Profits Flow from Repeat Sales, Consultant Finds

Marketing more investments to customers who have already bought them could pay off big time for banks, a consultant is advising.

The reason is that most banks are not doing enough of these so-called repeat sales, said Kenneth Kehrer, president of a Princeton, N.J. firm that bears his name.

Mr. Kehrer came to this conclusion after surveying 41 major banks and thrifts, ranging in size from $7.1 billion to $314 billion in assets.

Mr. Kehrer said he made the inquiries on his own initiative, and not at the behest of any of his clients, which include firms that run retail brokerages for banks.

"Banks have done a terrible job at doing repeat sales," Mr. Kehrer said.

Of the banks and thrifts surveyed, two did not have any repeat sales in 1993. Those institutions, which Mr. Kehrer declined to name, could "double their sales" by systematically targeting existing customers, he claimed.

Mr. Kehrer said that on average the surveyed institutions made just over a quarter of their sales in 1993 to people who had already bought an investment from them.

The institution that fared best with repeat sales was American Savings Bank, Irvine, Calif., which made 53% of its 26,000 sales to existing customers.

Ferris D. Weber, acting president of the thrift's brokerage affiliate, said there was "a strong correlation between repeat sales and profitability."

American Savings sold a record $530 million in mutual funds and annuities through its brokerage in 1993, Mr. Weber said.

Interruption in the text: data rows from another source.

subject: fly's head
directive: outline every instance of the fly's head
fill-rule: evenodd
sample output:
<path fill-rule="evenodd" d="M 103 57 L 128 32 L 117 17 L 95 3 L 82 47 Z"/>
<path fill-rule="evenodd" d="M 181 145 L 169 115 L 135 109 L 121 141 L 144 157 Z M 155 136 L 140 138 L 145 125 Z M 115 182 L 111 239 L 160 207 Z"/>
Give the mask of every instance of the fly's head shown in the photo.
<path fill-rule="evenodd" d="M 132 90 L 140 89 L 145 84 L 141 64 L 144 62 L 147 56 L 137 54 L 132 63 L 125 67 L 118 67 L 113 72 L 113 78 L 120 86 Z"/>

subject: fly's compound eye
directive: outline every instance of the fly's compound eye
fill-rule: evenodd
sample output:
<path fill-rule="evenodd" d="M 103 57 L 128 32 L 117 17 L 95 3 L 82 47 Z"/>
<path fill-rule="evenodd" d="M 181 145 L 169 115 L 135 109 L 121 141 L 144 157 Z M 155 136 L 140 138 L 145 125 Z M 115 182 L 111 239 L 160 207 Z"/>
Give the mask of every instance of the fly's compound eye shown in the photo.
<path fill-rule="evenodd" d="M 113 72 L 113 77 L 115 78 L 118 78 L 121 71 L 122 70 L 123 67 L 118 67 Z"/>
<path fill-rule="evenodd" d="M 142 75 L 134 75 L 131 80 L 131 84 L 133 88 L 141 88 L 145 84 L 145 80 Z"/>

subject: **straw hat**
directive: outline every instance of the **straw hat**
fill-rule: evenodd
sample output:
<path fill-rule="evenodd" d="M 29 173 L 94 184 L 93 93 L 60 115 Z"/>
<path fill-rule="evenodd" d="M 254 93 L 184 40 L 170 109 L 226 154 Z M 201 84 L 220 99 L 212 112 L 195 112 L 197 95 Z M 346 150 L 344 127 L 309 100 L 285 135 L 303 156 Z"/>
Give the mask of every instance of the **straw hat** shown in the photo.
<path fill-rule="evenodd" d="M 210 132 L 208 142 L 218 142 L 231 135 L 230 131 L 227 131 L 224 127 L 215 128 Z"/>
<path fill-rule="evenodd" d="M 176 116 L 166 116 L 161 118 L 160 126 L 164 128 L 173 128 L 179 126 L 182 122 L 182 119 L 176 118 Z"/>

Mr. Kehrer said he discovered that even modest improvements in repeat sales ratios can boost profits. For example, he found that banks and thrifts that made 30% or more of their investment sales to existing customers had an average profit per customer of $17 in 1993.

By contrast, banks that made 26% of their investment sales to existing customers - the average ratio - made about half as much profit per customer.

One reason for the relative profitability of repeat sales is that it costs less to sell investments to an existing customer than to a new one.

Mr. Kehrer said he figured that if banks and thrifts could have doubled their repeat sales ratios in 1993 they could have added a combined total of $775 million to their bottom lines.

Another reason to boost repeat sales is that proposed regulations could make them more important. Specifically, rules proposed by the National Association of Securities Dealers could greatly reduce referrals from branch employees.

If enacted, "repeat sales become more important just to maintain sale levels, let alone increase the sales to compensate for fewer referrals," Mr. Kehrer said.

But getting brokers to make more repeat sales can be tough.

"The people who run bank investment programs across the country tell me that this (repeat sales) is their No. 1 management problem," Mr. Kehrer said.

This is because many brokers find it easier to make sales to new customers referred through the branch network than to people who are already customers, Mr. Kehrer said.

And given that most bank-affiliated brokers earn the same commission regardless of whether the sales are from new or current customers, there isn't any financial incentive to act differently.

"The people who run these programs tell me it's so easy to work with referrals from the bank that brokers have stopped working for their money," Mr. Kehrer said.

Another reason for lagging repeat sales could be that, as relative newcomers to retail investment sales, banks are still learning how best to proceed.

In his study, Mr. Kehrer found that thrifts did better than commercial banks at repeat sales. One reason could be that thrifts have been selling retail investments longer than commercial banks, which only started getting into the business in the late 1980s.

Mr. Kehrer found that with the exception of one big bank in New York City, the banks with the best repeat sales ratio were the ones with older, more mature programs.

"Banks with programs that are six years old have had time to get it right," he said.